What’s your Kibbe type?
David Kibbe is hardly surprised that his method for enhancing one’s beauty has stood the test of time. “There’s nothing like this, and there never has been,” he said.
An image consultant trained in the 1980s era of beauty classifications, where every woman had a “season” and knew her face shape, he created the Kibbe body-typing system as a corrective to what he called “fear-based” style advice that told women they needed to minimize their features.
He aimed to help women understand and embrace their silhouettes, which he’d categorized into 13 types. He used aspirational language to emphasize the beauty of each body type.
In the ’80s and ’90s, the Kibbe system was, if not groundbreaking, a welcome rubric for dressing. But today, the book in which he codified his system, “David Kibbe’s Metamorphosis: Discover Your Image Identity and Dazzle as Only You Can,” is out of print and almost impossible to find. (The cheapest copy on Amazon is listed at $388.47.) The advice shared in online excerpts feels dated: “Dramatic” body types are advised that “shoulder pads are essential in every garment you own, without exception,” and “romantics” are encouraged to buy “elegantly slim briefcases.”
Despite all this, the Kibbe method has been gaining traction with a
new, digital audience. On TikTok, videos tagged #kibbebodytypes draw hundreds of thousands of views.

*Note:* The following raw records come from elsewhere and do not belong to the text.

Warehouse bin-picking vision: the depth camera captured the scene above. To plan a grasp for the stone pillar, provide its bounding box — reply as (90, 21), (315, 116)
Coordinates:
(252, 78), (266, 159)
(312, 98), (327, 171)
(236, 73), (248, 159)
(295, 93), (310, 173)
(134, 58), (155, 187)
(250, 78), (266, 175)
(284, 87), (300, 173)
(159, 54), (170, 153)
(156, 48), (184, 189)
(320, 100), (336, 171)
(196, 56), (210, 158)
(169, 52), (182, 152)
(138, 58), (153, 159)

The Kibbe forum on Reddit has grown from fewer than 5,000 members in early 2020 to more than 45,000.
In beauty-focused corners of the internet, you may find someone identifying as a “flamboyant natural” looking for advice on dressing her “blunt” bone structure, or a video analyzing the “Euphoria” star Alexa Demie’s “yin” and “yang” balance. There’s also an array of online quizzes that aim to elucidate one’s type.
Growing up in a small town in Missouri, Kibbe, 66, was fascinated by screen divas like Vivien Leigh and Katharine Hepburn, who helped form the basis of his bodytype schema.
The Kibbe system relies on Old Hollywood archetypes and a balance between what he calls “yin” (softness, curve) and “yang” (sharp angles, edges). If you’re all yang — tall and lean with sharp shoulders, like Katharine Hepburn — you could be a dramatic. If you’re all yin, with soft curves like Marilyn Monroe, you’re probably a romantic.
Naturals (yang-dominant but “blunt” rather than sharp, often with broad shoulders, like a ’90s supermodel), classics (think Grace Kelly) and gamines (petite and high-contrast) are somewhere
in the middle. The types are modified using adjectives like “soft” (Sophia Loren is a soft dramatic, for instance) or “flamboyant” (Audrey Hepburn, a flamboyant gamine). For each one, there is a set of guidelines on how to dress to look one’s best.
“Glamour is an important thing,” Kibbe said. “It’s appealing. And everyone wants to be appealing.”
The various types illustrate a slightly more expansive notion of beauty than is often presented in women’s magazines, where even today tall, lean women remain the standard. However, the specificity and complexity of Kibbe typing can prompt women to obsessively analyze their appearance. And because of the original system’s reliance on thin, white actresses, many popular online illustrations of the 13 Kibbe types are lacking in diversity.
Kibbe is happy to see his work reaching an online audience. He is ambivalent, however, about the emphasis and urgency most online communities place on finding one’s type. He sees his system as a journey best suited to the one-on-one consulting sessions that still make up the bulk of his business.
“The image identities are like the country you live in, but you’re an individual, a city or neighborhood in that country,” he said. Beauty, he added, “comes from individuality.”